Meng Wanzhou, the CFO of Chinese tech giant Huawei, has kept a low profile for much of her career. Now she’s at the center of a geopolitical drama between the world’s two largest economies.
The 46-year-old executive was arrested December 1 in Canada, and faces extradition to the United States. After news of her arrest broke late December 5, Meng’s face was splashed across the internet.
Meng is the daughter of Huawei’s billionaire founder, Ren Zhangfei, and her case threatens to ramp up tensions between Washington and Beijing.
“The fact that this is Ren’s daughter and a very senior official in the company sends a very strong message to China: no one is above US law and we will reach out anywhere in the world and arrest you if you break the law,” said Paul Triolo, the head of global tech policy at risk consultancy Eurasia Group.
Tipped for the top?
Despite her position as a senior executive at Huawei, China’s largest smartphone and telecommunications equipment maker, little is known about Meng and her rise through the ranks at the company. It’s not traded on a stock exchange, and its executives are notoriously media shy.
Aside from a brief stint at state-run China Construction Bank after graduating from college in 1992, Meng has spent her entire career at her father’s company.
Her brother, who is known as both Meng Ping and Ren Ping, works at a Huawei subsidiary. The siblings’ roles at the company have fueled speculation that they are being groomed to take over from their father.
In March, Huawei shook up its top ranks, making the founder’s daughter one of four vice chairs of the board. The promotion supported the idea she could one day lead the company.
But Huawei’s founder has repeatedly denied the existence of a succession plan built around his children.
Asked about it in 2010, Ren told Chinese business news site Caixin: “This plan doesn’t exist. It’s too ridiculous to respond to.” In a letter to employees in 2013, he reportedly said his children lacked the vision, character and ambition to lead Huawei.

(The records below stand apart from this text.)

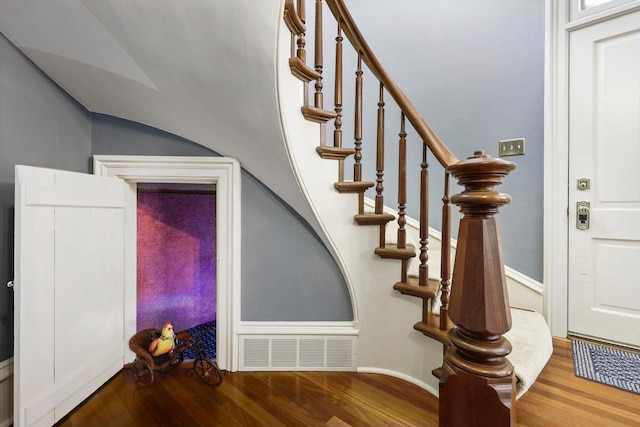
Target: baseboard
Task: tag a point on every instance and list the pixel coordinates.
(421, 384)
(6, 392)
(297, 346)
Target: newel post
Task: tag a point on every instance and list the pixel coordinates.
(477, 385)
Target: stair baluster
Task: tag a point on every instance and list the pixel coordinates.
(423, 271)
(379, 200)
(445, 257)
(337, 133)
(402, 193)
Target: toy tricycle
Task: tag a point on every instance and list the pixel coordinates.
(146, 364)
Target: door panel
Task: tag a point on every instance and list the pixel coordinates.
(604, 144)
(69, 290)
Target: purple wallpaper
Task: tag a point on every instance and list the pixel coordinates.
(176, 259)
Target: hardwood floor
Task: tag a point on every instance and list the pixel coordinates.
(558, 398)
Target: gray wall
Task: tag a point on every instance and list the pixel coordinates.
(287, 273)
(39, 126)
(475, 70)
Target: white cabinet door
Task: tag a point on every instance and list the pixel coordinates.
(604, 144)
(69, 290)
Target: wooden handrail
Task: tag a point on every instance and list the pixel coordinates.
(437, 147)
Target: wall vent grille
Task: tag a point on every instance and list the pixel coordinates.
(301, 353)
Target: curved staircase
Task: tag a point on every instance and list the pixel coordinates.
(467, 311)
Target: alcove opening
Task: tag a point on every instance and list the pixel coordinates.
(176, 260)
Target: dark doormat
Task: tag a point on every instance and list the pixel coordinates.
(606, 365)
(207, 334)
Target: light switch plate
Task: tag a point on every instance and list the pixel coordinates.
(511, 147)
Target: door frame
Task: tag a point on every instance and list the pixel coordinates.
(224, 172)
(556, 151)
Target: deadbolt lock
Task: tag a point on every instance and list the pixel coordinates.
(583, 211)
(584, 184)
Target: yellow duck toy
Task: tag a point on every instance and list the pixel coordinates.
(165, 342)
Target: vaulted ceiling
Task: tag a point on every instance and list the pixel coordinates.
(201, 69)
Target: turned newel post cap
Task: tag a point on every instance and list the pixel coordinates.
(480, 174)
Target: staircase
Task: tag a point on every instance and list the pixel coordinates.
(468, 313)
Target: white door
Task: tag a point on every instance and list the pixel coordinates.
(69, 290)
(604, 146)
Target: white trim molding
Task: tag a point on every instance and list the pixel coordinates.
(224, 172)
(6, 392)
(396, 374)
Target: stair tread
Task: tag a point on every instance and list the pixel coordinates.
(433, 330)
(334, 153)
(395, 253)
(411, 287)
(301, 70)
(373, 219)
(353, 186)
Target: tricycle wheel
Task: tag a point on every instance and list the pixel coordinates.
(142, 372)
(207, 371)
(176, 361)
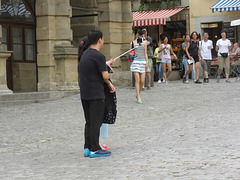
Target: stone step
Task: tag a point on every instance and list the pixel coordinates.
(33, 97)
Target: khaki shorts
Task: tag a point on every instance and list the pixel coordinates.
(150, 65)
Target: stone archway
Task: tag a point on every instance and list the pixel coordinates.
(114, 19)
(57, 59)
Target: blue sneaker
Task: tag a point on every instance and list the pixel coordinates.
(86, 152)
(99, 153)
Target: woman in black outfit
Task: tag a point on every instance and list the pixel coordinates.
(193, 52)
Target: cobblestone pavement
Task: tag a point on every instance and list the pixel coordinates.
(179, 132)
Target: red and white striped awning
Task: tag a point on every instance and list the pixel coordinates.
(153, 18)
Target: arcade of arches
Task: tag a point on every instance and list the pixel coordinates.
(38, 50)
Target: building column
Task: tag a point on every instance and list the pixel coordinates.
(4, 54)
(116, 24)
(57, 59)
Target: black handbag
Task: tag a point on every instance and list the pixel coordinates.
(224, 55)
(110, 113)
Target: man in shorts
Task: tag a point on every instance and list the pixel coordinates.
(150, 56)
(236, 55)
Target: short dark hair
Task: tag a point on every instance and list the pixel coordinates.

According to its most recent annual report, Huawei is a private company with Ren holding 1.4% of its shares, and the rest owned by more than 80,000 company employees. Ren, 74, is worth $3.4 billion, according to Forbes.
From answering phones to finance chief
Until recently Meng, like her father, rarely spoke to the media.
But in 2013, she gave an interview to 21st Century Business Herald, a Chinese newspaper. She said she was married with two young children and noted that her husband does not work in the telecommunications industry.
Meng also answered questions regarding her last name, saying she changed it when she was 16, taking her mother’s surname.
She started working at Huawei in 1993, a year after graduating from college. Her first job, she said, was answering phones.
Meng went back to university in 1997, graduating with a master’s degree in accounting. When she returned to Huawei the following year, she joined the finance department and that, she said, was when her career took off.
Meng held positions at director and executive level in the accounting and finance departments before becoming CFO.
She spent the 2000s revamping Huawei’s organizational structure and financial systems as the company expanded its business around the world.
Presiding over Huawei’s riches
It is unclear exactly when Meng was promoted to the C-Suite.
Founded in 1987, Huawei only began publishing the names and biographies of the people who run the company in 2011, according to Reuters. The inaugural list already identified Meng as CFO.
Over the past seven years, she has presided over a period of extraordinary financial success at Huawei. The company more than quadrupled its net profit between 2011 and 2017, when it reported 47.5 billion yuan ($6.9 billion).
The company’s global rise has brought it increasing scrutiny from the US government over the same period. And Meng has now become its focal point.